Oxidative stress biomarkers as novel screening tools for trisomy 21: a case-control study.

Abstract

Objective: Oxidative stress plays a pivotal role in the pathogenesis of Down syndrome (Trisomy 21), as chromosome 21 harbors multiple genes involved in redox homeostasis and antioxidant defense mechanisms. This study aimed to evaluate the roles of transcription factors nuclear factor erythroid 2-related factor 2 (NRF2) and nuclear factor-kappa B (NFKB), along with antioxidant enzymes cystathionine-γ-lyase (CSE) and NAD(P)H dehydrogenase [quinone] 1 (NQO1) in amniotic fluid (AF) and maternal serum (MS) as potential biomarkers for prenatal screening of Down syndrome (DS).

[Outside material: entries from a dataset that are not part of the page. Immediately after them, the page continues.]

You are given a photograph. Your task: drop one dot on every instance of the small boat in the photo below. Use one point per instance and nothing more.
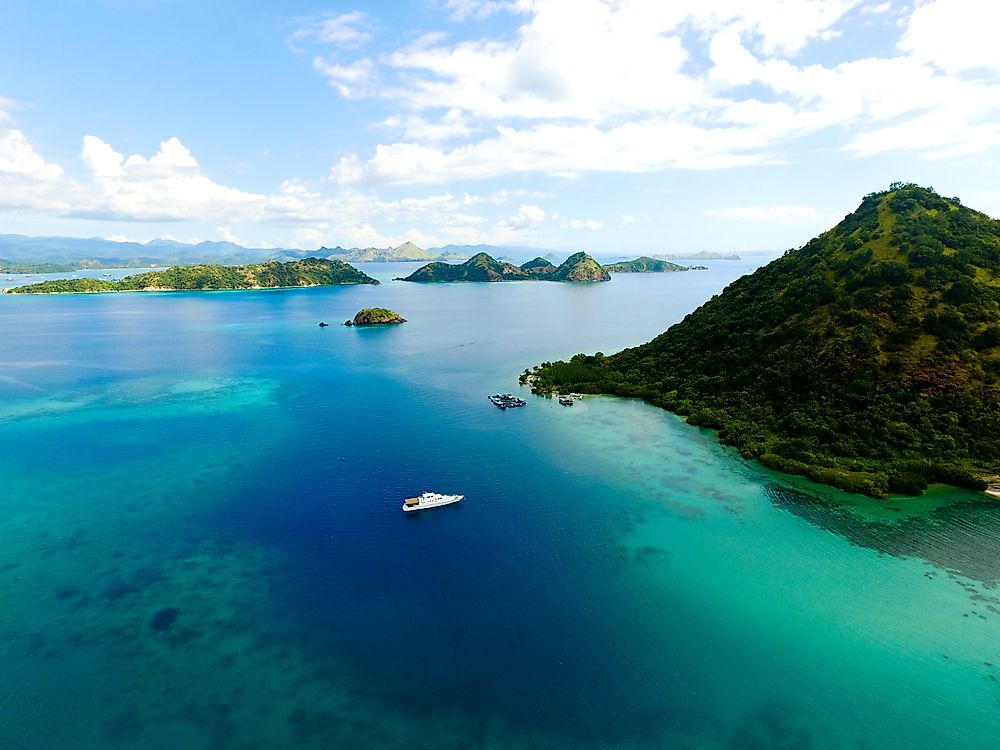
(506, 401)
(429, 500)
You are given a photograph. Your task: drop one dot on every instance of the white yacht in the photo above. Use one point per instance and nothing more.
(430, 500)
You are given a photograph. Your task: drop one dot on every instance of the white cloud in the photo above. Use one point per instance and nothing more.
(590, 224)
(171, 186)
(347, 30)
(788, 214)
(625, 93)
(955, 35)
(480, 9)
(528, 216)
(226, 234)
(19, 158)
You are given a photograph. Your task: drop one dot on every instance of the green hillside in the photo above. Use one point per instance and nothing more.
(297, 273)
(644, 264)
(868, 359)
(579, 267)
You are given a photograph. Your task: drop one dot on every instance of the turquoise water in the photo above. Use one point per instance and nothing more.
(202, 545)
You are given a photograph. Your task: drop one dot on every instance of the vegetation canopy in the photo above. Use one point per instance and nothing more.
(578, 267)
(868, 359)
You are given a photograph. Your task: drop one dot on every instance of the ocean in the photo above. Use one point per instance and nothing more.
(202, 546)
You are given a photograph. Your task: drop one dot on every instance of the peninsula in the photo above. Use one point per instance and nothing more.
(645, 264)
(868, 359)
(375, 316)
(578, 267)
(270, 275)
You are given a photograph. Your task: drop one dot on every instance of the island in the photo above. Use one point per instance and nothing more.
(579, 268)
(270, 275)
(645, 264)
(375, 316)
(867, 359)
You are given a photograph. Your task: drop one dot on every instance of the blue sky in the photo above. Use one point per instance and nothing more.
(608, 125)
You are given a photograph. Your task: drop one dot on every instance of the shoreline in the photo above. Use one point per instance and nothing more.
(172, 289)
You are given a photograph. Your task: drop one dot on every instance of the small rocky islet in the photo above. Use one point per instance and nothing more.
(375, 316)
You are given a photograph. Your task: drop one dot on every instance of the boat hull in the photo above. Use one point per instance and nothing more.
(433, 502)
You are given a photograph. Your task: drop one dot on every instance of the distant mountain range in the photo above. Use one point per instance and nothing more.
(701, 255)
(20, 253)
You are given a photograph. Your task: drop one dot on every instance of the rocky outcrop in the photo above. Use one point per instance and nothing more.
(375, 316)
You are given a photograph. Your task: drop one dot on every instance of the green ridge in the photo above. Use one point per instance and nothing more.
(579, 267)
(868, 359)
(644, 264)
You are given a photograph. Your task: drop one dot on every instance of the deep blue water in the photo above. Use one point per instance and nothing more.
(203, 544)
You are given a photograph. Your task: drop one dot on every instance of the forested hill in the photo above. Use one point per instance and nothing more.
(297, 273)
(578, 267)
(868, 359)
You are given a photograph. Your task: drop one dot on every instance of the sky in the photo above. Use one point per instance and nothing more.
(613, 126)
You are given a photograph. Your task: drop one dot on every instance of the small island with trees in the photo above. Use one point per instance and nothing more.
(868, 359)
(375, 316)
(271, 275)
(645, 264)
(578, 268)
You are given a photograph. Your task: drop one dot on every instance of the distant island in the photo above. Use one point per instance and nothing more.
(645, 264)
(700, 255)
(375, 316)
(405, 252)
(868, 359)
(579, 267)
(270, 275)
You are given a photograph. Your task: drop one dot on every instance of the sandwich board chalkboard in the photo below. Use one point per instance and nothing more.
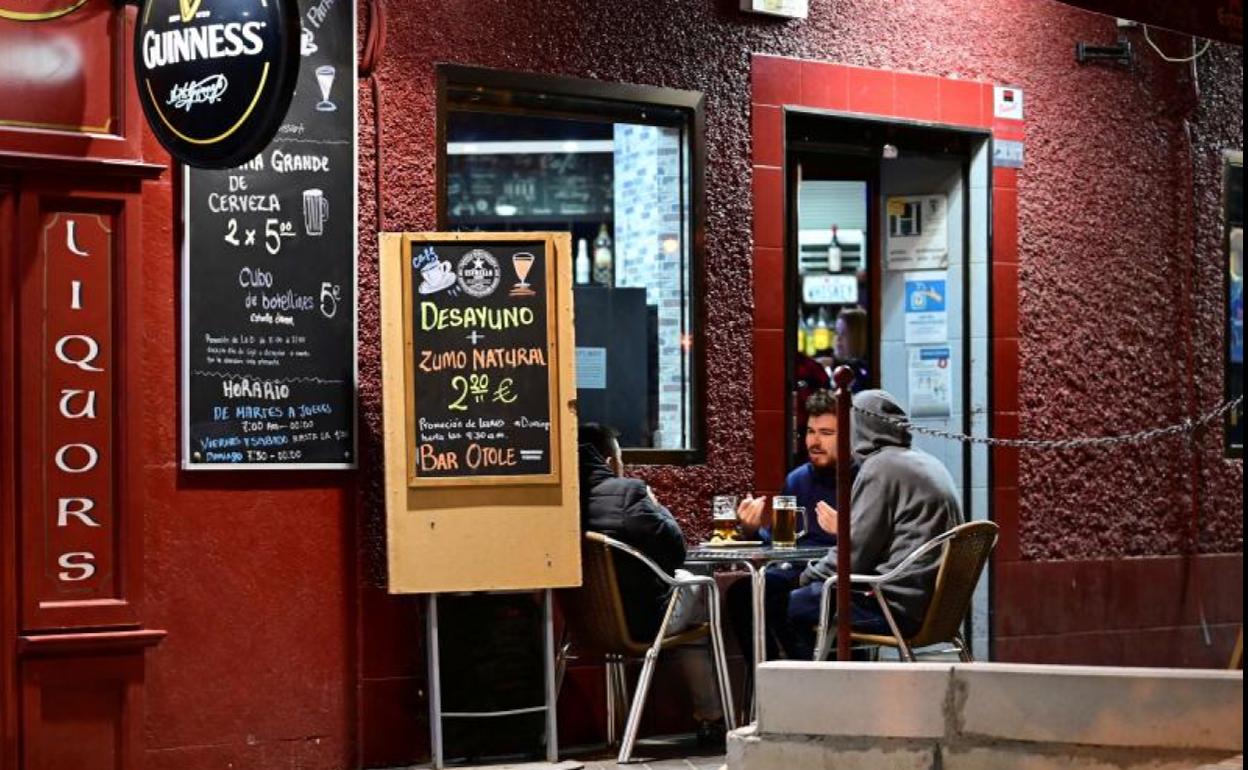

Methods: This prospective case-control study included singleton pregnant women undergoing amniocentesis between 16 and 24 weeks of gestation at Haseki Training and Research Hospital, Istanbul. Participants were divided into two groups: 28 pregnancies with DS confirmed by karyotype analysis (DS group) and 37 pregnancies with normal karyotype results (non-DS group). Amniotic fluid and maternal blood samples were analyzed using enzyme-linked immunosorbent assay (ELISA) kits to measure the levels of selected biomarkers.

Results: NQO1 levels were significantly higher in the DS group compared to the non-DS group in both amniotic fluid (924.84 ± 475.94 vs. 505.62 ± 358.17 ng/ml, p < 0.001) and maternal serum (716.216 ± 242.91 vs. 394.87 ± 344.86 ng/ml, p < 0.001). NRF2 levels were significantly lower in the DS group in both amniotic fluid (3.77 ± 4.20 vs. 6.47 ± 5.53 ng/ml, p = 0.029) and maternal serum (7.54 ± 5.68 vs. 14.46 ± 16.53 ng/ml, p = 0.022).

Conclusion: The study highlights the importance of further research to validate the use of these antioxidant enzymes and transcription factors in non-invasive prenatal testing, which may reduce the need for invasive procedures and associated complications.

Clinical trial number: Not applicable.